This article was published on May 26, 2013

Peter Molyneux’s Curiosity ends with winner becoming the center of upcoming game Godus


Peter Molyneux’s Curiosity ends with winner becoming the center of upcoming game Godus

Today saw the mysterious prize behind Curiosity, veteran game maker Peter Molyneux’s latest project, finally revealed. The former Microsoft man announced the “experiment” based around a secret inside a cube last November, and the title racked up more than 4 million downloads and saw 25 billion cubelets destroyed since then.

The premise of the app was simple, users were given a large black cube which, by tapping, was destroyed piece-by-piece and layer-by-layer. Speaking back in November, Brit Molyneux said the game was an experiment in humankind’s curiosity but promised the prize for the winner would be “amazing” and “life-changing”.

The game ended today and a winner was selected to become “a digital god”. That’s to say that they will be the centerpiece of Godus, an upcoming game from Molyneux and his company, 22Cans, that was funded by Kickstarter.

“The whole game is about being a god to your followers,” Molyneux explains in the winner video (embedded below), revealing that the winner will not only influence the game but will also take a share of the revenue that it generates.

“You will decide how people play a game, you will accrue riches from that game, from the start until the finish of your reign. That, by any definition of the word, is life-changing. You will have fame, you will have fortune, and you will have the power to introduce morales into a game.”

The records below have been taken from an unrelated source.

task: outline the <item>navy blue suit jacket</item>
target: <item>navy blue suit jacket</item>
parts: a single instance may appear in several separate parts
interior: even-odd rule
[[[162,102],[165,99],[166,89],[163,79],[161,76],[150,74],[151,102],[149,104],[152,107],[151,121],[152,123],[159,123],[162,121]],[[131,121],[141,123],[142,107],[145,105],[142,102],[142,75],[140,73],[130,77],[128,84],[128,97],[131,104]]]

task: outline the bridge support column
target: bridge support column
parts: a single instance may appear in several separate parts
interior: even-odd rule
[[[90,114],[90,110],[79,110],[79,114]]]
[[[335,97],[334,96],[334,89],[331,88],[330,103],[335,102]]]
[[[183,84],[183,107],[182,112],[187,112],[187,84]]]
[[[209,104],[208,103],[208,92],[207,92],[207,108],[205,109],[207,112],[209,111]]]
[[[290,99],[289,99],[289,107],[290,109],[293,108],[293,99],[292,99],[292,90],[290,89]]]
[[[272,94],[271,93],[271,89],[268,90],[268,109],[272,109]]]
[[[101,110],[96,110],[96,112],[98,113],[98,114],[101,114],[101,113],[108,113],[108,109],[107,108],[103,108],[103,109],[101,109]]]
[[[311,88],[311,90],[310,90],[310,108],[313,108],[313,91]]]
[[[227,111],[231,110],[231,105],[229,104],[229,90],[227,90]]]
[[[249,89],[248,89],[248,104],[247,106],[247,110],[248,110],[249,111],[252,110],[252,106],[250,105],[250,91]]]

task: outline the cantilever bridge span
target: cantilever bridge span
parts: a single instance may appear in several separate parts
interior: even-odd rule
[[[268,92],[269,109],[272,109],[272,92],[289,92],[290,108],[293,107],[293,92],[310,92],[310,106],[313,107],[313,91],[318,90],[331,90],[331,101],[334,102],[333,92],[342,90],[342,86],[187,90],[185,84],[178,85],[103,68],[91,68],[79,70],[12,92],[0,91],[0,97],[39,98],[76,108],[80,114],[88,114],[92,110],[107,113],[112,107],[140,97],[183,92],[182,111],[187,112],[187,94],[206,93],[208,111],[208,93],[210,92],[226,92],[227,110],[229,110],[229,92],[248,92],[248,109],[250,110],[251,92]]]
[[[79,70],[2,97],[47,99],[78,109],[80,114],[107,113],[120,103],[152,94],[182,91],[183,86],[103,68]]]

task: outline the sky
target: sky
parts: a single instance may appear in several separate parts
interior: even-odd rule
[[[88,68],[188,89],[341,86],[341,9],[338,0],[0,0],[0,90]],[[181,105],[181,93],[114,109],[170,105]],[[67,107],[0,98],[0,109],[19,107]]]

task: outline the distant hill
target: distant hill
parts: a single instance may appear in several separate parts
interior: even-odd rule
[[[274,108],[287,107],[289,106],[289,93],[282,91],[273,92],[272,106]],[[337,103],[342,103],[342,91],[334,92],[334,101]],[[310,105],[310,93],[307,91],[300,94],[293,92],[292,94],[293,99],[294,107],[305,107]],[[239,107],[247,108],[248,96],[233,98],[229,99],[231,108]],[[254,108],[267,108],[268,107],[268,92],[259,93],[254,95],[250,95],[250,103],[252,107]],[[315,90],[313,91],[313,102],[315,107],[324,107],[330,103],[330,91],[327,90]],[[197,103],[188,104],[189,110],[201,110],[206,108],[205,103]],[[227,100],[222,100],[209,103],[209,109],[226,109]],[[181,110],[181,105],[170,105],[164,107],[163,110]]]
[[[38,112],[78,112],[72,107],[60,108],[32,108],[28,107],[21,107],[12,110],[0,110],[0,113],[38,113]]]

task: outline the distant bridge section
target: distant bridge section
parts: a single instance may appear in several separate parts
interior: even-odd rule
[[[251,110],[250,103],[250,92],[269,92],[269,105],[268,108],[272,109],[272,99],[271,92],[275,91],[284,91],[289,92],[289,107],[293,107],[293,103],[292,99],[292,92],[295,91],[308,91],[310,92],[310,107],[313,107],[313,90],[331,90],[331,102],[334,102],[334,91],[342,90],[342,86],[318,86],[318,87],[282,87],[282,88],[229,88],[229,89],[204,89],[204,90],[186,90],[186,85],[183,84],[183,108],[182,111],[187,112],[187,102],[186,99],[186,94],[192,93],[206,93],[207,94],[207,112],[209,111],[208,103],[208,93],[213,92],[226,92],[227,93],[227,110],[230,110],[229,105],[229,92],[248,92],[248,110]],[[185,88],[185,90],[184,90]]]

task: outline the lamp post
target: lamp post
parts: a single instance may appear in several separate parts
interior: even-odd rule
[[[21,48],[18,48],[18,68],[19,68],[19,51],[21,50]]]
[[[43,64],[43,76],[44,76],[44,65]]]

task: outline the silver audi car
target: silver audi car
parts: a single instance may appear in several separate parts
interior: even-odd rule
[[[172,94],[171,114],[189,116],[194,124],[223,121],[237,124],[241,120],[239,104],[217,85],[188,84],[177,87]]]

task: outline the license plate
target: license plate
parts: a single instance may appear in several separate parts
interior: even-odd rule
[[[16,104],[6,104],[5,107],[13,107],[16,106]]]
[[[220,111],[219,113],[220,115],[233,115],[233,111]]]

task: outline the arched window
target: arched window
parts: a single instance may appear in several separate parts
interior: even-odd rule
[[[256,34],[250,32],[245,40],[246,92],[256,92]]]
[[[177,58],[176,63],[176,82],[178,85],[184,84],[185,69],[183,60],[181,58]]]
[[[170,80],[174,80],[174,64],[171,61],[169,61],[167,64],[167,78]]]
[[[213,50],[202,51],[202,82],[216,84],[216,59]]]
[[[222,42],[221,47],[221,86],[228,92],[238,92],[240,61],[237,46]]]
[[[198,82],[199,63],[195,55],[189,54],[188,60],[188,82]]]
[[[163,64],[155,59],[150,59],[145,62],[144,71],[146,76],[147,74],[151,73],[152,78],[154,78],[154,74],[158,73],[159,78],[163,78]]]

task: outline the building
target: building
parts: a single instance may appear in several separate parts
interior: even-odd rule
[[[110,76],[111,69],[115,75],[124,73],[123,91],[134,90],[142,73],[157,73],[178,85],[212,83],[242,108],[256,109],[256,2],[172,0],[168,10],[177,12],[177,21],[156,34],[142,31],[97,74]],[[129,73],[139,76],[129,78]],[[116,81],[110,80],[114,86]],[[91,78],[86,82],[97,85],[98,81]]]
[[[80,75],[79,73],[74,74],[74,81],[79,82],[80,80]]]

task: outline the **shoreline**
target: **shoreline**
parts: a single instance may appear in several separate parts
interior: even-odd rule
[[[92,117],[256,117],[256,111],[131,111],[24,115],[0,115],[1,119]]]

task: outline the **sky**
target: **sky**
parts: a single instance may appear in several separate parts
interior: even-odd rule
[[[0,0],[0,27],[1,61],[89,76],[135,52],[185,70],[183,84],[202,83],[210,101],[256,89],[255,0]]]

“I hope that you will find this was worth so sore fingers that you may have gained from tapping,” Molyneux says, closing up, before dropping a hint that 22Cans may have plans for another experiment that is “even more intriguing” further down the line.

Godus is a “delightful reinvention” of the god genre that Molyneux helped to pioneer, through games like Populous and Dungeon Keeper, and the title brought in more than half a million dollars in funding from the crowdfunding site. It’s not clear exactly how the winner will be brought into the title, and Molyneux himself says that financial details with the winner are among the items to be sorted in the immediate term.

Already Godus is taking shape, and 22Cans partnered with Japanese mobile game giant DeNA last week in a deal that will bring the title to iOS and Android devices.

Thanks to @m3hr for pointing out the game is ‘Godus’ not ‘Goddess’ as we originally wrote – apologies for any confusion.